Continued from Part III
Emperor Alexander II: With Alexander II we have a Tsar who, I think, meant well, had the best of intentions but made rather a mess of things. I also have a problem with his private life in which, despite having a “love match” with his marriage to Princess Marie of Hesse-Darmstadt he went on to have numerous affairs with various women of the Russian nobility. He ended the Crimean War, and it ended badly, but there was really no other option there. Alex II then set out on the path that would lead to him being known as the “Tsar Liberator”. He dismissed conservative officials, freed political prisoners and in 1861 emancipated the serfs. While noble, this had rather disastrous consequences, causing the government to spend an exorbitant amount of money compensating the landowners and still leaving most former serfs penniless and without a means of support. To deal with this, elected regional councils were set up because the central government was hopelessly overburdened and, again, while it surely seemed like a good idea at the time, these councils became breeding grounds for radical liberals. Well intentioned efforts to grant autonomy to Poland only spurred greater demands for total independence and rebellions broke out that spread to Lithuania, Belorussia and the Ukraine. He started to then move back to the right, tried to make a deal with France that went nowhere but did expand in Asia, earning the suspicion of many and it was partly to balance this out that he sold Alaska on the cheap to the United States. His efforts to allow greater freedom only encouraged revolutionaries to demand more, the other powers reduced the extent of his victory over the Turks in the Balkans and in 1881 he was assassinated while trying to aid his wounded driver. In many ways, his death summed up his reign; suffering death for trying to do something benevolent.

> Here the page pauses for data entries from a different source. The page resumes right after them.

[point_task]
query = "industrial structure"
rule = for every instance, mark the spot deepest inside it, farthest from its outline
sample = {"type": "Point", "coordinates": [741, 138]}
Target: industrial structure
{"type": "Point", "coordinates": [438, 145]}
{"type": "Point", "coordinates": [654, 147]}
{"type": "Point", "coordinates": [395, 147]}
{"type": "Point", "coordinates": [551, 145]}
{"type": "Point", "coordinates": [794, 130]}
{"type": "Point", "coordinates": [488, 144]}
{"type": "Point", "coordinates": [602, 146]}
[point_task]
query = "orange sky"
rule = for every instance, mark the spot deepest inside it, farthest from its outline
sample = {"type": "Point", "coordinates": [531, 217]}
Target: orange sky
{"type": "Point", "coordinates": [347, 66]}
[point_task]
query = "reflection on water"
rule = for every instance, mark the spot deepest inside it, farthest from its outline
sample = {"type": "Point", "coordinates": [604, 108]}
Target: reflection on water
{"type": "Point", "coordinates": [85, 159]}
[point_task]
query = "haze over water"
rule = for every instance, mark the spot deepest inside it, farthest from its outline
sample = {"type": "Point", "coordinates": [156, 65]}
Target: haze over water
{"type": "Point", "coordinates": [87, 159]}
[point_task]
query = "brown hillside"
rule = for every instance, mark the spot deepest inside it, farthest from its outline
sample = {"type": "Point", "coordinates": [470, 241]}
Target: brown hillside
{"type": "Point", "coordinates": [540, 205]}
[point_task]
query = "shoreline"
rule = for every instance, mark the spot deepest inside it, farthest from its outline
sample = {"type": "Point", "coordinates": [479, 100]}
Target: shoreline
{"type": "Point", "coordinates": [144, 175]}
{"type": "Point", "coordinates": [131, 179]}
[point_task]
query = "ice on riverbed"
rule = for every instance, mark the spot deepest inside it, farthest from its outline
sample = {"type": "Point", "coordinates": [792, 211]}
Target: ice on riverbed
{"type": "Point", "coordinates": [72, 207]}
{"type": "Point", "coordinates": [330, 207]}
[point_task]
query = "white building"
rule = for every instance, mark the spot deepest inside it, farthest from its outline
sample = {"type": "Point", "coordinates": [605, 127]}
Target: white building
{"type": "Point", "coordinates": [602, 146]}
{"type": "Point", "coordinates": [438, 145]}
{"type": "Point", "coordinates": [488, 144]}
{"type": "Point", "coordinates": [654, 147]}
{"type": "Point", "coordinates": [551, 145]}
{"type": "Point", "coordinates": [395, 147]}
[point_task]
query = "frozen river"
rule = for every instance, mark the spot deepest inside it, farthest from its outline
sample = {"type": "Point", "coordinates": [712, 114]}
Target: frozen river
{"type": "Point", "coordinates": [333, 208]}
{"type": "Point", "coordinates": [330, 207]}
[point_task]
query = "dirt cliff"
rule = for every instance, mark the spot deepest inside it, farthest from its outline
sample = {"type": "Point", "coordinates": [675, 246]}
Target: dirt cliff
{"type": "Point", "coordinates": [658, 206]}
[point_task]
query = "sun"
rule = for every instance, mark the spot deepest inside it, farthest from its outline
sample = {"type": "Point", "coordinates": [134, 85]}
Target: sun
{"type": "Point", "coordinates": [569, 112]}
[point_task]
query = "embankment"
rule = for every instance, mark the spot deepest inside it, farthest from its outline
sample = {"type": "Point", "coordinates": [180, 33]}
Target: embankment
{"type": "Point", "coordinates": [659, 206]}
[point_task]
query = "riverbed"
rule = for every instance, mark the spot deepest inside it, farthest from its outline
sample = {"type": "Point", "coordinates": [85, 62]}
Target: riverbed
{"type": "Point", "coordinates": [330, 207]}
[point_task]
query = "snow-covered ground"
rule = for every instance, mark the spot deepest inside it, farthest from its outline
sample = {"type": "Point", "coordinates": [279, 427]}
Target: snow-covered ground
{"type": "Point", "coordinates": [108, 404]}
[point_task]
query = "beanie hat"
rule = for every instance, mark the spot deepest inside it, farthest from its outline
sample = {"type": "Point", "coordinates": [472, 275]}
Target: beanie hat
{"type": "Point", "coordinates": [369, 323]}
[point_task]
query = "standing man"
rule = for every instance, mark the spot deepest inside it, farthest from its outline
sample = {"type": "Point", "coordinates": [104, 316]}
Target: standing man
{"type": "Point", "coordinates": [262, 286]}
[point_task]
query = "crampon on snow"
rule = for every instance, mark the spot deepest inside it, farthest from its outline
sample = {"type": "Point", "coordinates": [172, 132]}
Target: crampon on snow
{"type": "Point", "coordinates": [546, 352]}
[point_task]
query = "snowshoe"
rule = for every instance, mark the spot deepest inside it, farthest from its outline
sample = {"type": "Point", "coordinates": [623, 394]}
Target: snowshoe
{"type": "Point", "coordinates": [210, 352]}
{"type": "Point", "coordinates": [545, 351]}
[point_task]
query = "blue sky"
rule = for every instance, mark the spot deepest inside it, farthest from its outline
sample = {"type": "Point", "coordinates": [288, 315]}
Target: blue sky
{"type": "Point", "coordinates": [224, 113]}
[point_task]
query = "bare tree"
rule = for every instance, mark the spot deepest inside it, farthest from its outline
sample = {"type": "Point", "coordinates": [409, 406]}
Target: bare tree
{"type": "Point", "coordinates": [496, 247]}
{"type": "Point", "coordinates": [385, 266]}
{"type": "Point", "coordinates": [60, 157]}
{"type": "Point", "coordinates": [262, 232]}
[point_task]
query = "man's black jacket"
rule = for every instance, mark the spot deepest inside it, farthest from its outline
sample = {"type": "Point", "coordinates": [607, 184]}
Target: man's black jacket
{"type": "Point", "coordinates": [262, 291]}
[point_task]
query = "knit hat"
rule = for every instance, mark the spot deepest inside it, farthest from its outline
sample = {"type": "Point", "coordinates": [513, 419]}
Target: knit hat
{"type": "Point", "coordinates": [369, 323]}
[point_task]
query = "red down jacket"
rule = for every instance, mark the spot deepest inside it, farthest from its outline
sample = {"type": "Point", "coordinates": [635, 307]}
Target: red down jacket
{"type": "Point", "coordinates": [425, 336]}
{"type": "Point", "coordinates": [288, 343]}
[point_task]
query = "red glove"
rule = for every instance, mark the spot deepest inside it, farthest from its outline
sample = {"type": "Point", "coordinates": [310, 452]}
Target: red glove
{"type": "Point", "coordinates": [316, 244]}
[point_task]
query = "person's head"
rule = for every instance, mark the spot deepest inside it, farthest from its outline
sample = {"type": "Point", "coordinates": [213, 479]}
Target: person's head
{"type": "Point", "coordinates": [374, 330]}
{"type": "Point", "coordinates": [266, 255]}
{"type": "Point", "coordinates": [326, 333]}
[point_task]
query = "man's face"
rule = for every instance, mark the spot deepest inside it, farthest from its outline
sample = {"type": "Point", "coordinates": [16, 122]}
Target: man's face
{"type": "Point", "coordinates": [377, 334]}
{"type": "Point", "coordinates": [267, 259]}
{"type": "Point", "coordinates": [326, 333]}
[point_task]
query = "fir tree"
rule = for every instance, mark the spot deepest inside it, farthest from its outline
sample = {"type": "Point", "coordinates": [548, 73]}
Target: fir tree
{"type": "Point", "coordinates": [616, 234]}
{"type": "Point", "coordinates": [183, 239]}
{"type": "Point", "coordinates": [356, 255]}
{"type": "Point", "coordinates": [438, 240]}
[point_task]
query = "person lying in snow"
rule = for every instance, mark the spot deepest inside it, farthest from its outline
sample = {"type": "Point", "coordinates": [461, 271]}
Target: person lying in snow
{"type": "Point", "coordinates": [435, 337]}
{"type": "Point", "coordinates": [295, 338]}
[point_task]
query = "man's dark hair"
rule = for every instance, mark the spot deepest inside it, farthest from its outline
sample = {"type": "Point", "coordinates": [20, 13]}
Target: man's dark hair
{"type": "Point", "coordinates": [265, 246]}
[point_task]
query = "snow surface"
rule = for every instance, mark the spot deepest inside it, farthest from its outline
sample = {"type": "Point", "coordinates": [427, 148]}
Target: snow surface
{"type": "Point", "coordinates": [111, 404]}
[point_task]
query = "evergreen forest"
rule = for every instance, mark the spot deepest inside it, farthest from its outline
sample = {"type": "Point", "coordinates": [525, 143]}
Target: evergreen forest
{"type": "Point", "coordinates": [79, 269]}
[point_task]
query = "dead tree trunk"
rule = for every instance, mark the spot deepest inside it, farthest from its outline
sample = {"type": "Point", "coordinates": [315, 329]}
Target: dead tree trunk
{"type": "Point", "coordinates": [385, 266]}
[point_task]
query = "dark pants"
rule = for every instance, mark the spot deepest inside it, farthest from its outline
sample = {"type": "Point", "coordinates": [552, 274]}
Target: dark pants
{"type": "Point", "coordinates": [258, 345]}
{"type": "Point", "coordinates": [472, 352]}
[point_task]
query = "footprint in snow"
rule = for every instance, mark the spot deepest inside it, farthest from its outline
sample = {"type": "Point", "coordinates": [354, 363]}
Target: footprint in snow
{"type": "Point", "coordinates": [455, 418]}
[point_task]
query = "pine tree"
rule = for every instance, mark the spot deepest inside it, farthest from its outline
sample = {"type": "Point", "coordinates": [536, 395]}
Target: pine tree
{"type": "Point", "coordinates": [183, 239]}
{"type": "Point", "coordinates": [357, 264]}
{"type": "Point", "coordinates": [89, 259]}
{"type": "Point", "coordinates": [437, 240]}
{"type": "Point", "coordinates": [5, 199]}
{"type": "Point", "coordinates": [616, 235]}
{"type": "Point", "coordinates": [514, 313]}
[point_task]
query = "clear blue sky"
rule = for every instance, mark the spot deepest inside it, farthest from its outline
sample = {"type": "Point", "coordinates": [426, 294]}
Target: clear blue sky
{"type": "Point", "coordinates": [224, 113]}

Emperor Alexander III: After the regicide of Alexander II, Tsar Alexander III seemed to learn the lesson well, in other words, ‘no more mister nice guy’. To me, Alexander III has always seemed the quintessential Romanov Tsar. In many ways, he personified Russia at its best. He was a huge, incredibly strong man who was stern and devoted to the autocracy in government yet also a warm and even playful family man, faithful to his wife and devoted to his children. He further pushed the campaign of “Russification” yet his reign was not the totally repressive, stagnant era many portray it as. He made honest efforts to reform the economy, enacted the first child labor laws, expanded railroad construction and worked to protect Russian industry which was still finding its footing. When famine broke out he encouraged private charities to help rather than simply expanding the government to handle everything. The only thing I can really fault Alexander III over was his foreign policy and even then, what happened was not his responsibility alone. The “Three Emperors’ Alliance” with Germany and Austria was broken off and the Russian Empire, the most traditional, absolute monarchy in the neighborhood allied with the French Republic. Still, at home he had strengthened the monarchy, kept a peace that allowed Russia to develop and it speaks to his character that his decline into ill health and finally death was brought on by overexertion in saving his family in a train wreck. Russia had lost a truly great man.
Emperor Nicholas II: Another one of my favorites, Tsar Nicholas II can be a difficult figure to summarize because he was such a great man, not just a good one but a great one, who also made or at least presided over some major mistakes. There are few other examples in the history of the world I could point to of a monarch who better understood his place under God, the awesomeness of the responsibility on his shoulders and a total commitment to his duty out of a sincere religious devotion than that of Nicholas II. There was never a more devoted husband and father and never a more sincere Christian monarch. Yet, he did make some pretty big mistakes, the first major one being the war with Japan. Even if, in the end, he had defeated the Japanese and made Korea a Russian colony, it would not have been worth the damage done at home which brought about the 1905 Revolution. Likewise, intervening in 1914 turned a Balkan war into a world war and yet, even though that may have been the most disastrous mistake he ever made, it was done with the noble motivation of defending a weaker Slavic power that had already agreed to most of the Austrian demands from a stronger neighbor. As far as his rule of Russia, mistakes in that direction have, I think, been grossly exaggerated. He could have been firmer, sure, but he did appoint some good men to office only to have them assassinated. And, in spite of all the plain bad luck, Russian industry expanded as never before under his reign, civil liberties existed that had never existed before and even in the midst of World War I there were signs that Russia was on the verge of a come-back. His reign was not the series of disasters most portray it as, it is simply hard for anyone, no matter how good, to prosper as a ruler when you are opposed by people who want to destroy the entire country and its very foundations. All too often Nicholas II is portrayed as someone unwilling to compromise with political opposition or hear a differing points of view -it was nothing like that. His enemies did not just have different ideas on how to solve national problems that were not being heard, they wanted to murder Russia itself. You cannot reason with that. Nicholas II was not perfect in every way but he was a great man and that should be enough. Russia, under Nicholas II, did not need a better emperor but in many cases needed better people.